Status: Research note (reference only) — v0.1
Date: 2026-06-18

> **Research only.** This is a related-work/reference note. It records no
> committed scope and modifies no canonical spec. Proposed AgentTower scope
> derived from this analysis lives under `openspec/changes/` (the OpenSpec
> change flow), not in this file. The connection-tier model in particular is
> formalized in `openspec/changes/agent-connection-tiers/`.

This note compares AgentTower with **Omnigent**, the open-source "meta-harness"
that Databricks released (Apache-2.0, mid-June 2026). The two tools share a
goal — coordinating multiple AI coding agents — but sit at opposite ends of the
coupling spectrum. This doc records the comparison and the Omnigent-derived
ideas that are candidates for AgentTower scope.

Primary sources:

- Databricks blog — "Introducing Omnigent: A Meta-Harness to Combine, Control
and Share Your Agents"
- GitHub — `omnigent-ai/omnigent`

## 1. One-line framing

> **Omnigent is a meta-_harness_ — it runs your agents.
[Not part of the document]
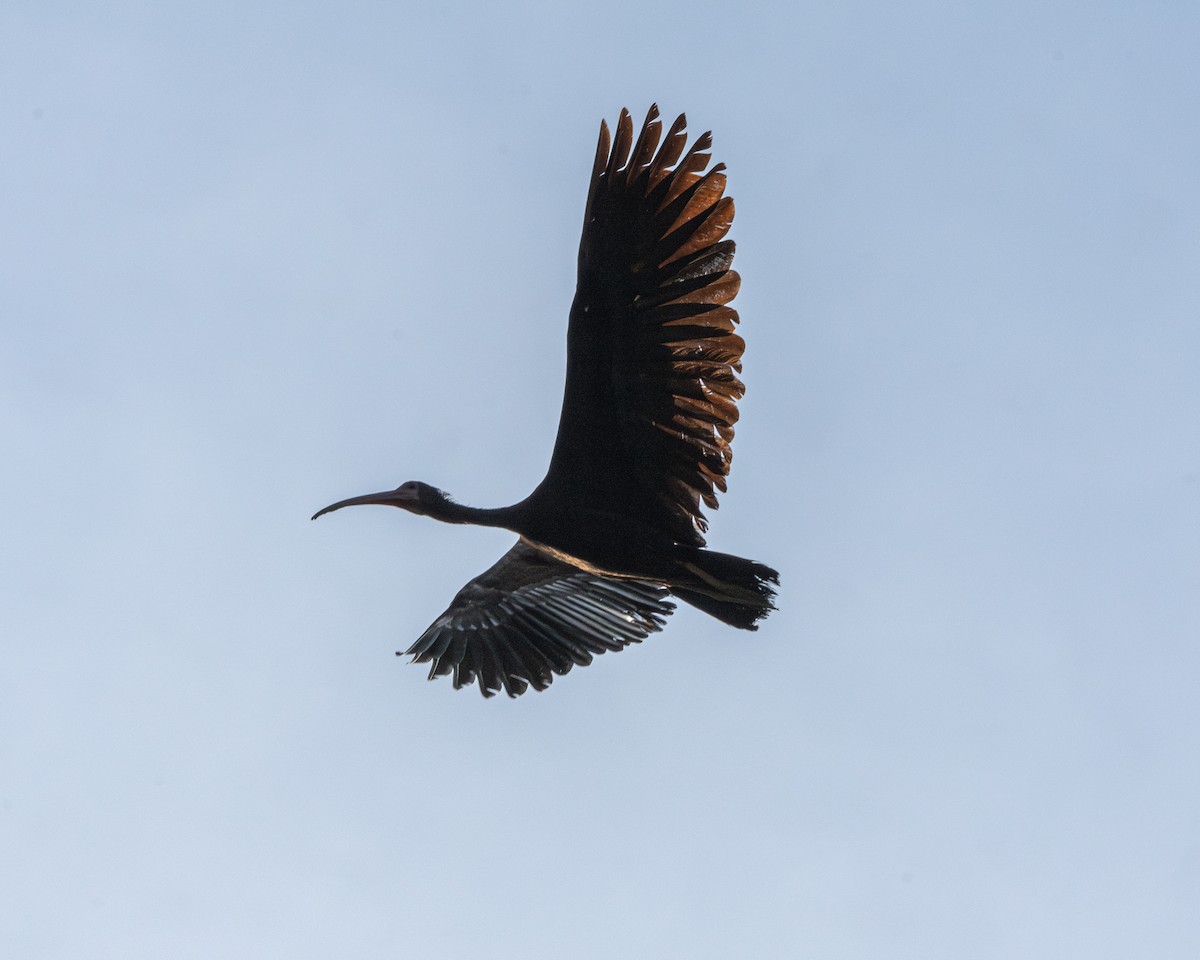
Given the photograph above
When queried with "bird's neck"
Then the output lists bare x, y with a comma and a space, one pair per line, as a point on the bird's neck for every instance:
450, 511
AgentTower is a
> meta-_observer/router_ — it coordinates agents that are already running.**

Same neighbourhood, opposite ends of the coupling spectrum. AgentTower could
even observe panes that happen to be Omnigent-launched sessions.

## 2. What each tool is

**AgentTower** is a local control tower that **observes and routes between
agents that already exist** in tmux. It does not launch or wrap agents. It
discovers tmux panes inside bench containers, lets a human label them
`master` / `slave` / `swarm`, tails their output via `tmux pipe-pane`,
classifies events (`waiting_for_input`, `test_failed`, …), and safely routes
structured text notifications between panes via paste-buffers. Host daemon
(`agenttowerd`) plus thin container clients over a Unix socket; SQLite + JSONL;
no network listener; CLI-first.

**Omnigent** is a **meta-harness that wraps and launches agents** behind a
uniform API. A `runner` executes Claude Code / Codex / Cursor / Pi / OpenAI
agents inside OS sandboxes (macOS `seatbelt`, Linux `bubblewrap`, or cloud
sandboxes via Modal / Daytona / Islo), and an optional `server` adds policy
enforcement, a web UI (`localhost:6767`), and **live session sharing by URL** so
teammates can watch, co-drive, or fork a session from any device. Python 3.12+
with a TypeScript harness CLI; `uv` packaging.

## 3. Where they overlap

| Dimension | AgentTower | Omnigent |
| --- | --- | --- |
| Core goal | Coordinate many parallel agents | Coordinate many parallel agents |
| Multi-harness aware | Capabilities: claude, codex, gemini, opencode | Wraps claude code, codex, cursor, pi, openai |
| Governance | Permission gates, routing kill-switch, no-input-to-unknown | Stacked policies: ask-before-shell, spend caps, tool-call limits |
| Audit trail | JSONL event history | Policy checks every action (allow / block / ask) |
| Sandbox-conscious | Bench / devcontainer-first | Omnibox OS sandbox + cloud sandboxes |
| Local-first option | Yes (only option) | Yes (plus cloud / server modes) |

## 4. Where they fundamentally differ

| | AgentTower | Omnigent |
| --- | --- | --- |
| Relationship to the agent | Observer / router — agents run independently in tmux; AT attaches from outside | Harness / wrapper — AT _is_ the thing that launches and mediates the agent |
| Coupling | Loosely coupled; zero changes to Claude / Codex / tmux | Tightly coupled; agent runs _inside_ its runner with a uniform tool API |
| Who drives orchestration | A human-designated `master` agent pane drives; AT is just transport | The server / policy layer + uniform API drives composition |
| Control mechanism | tmux pane I/O (paste-buffer + Enter) | Programmatic API + OS sandbox interception (incl. network transforms) |
| Agent-state knowledge | Inferred from terminal output (conservative, rule-based) | Native (it owns the session) |
| Collaboration | None (single operator, CLI) | First-class: share session URL, co-attach, fork, OIDC multi-user |
| Deployment | Host daemon + container clients, no network listener | CLI + optional server, Docker / Render / Fly / Modal, reachable "from your phone" |
| Substrate scope | tmux + Docker bench containers specifically | Any wrapped harness, local or cloud sandbox |

## 5. Why they don't really compete

- **Omnigent owns the agent.** It is an SDK / framework — you build _on_ it, and
the agent exists only because Omnigent launched it inside its sandbox with its
tool API. That is why it can do clean policy interception and URL sharing: it
sits _in_ the request path.
- **AgentTower watches agents it does not own.** It is deliberately
non-invasive (PRD non-goal #1: don't replace Claude / Codex / tmux; success
metric: "without requiring changes to Claude, Codex, tmux, or Docker"). That
is why it must _infer_ state from terminal scrollback and route via
safe-but-fragile paste-buffers. It sits _beside_ the path.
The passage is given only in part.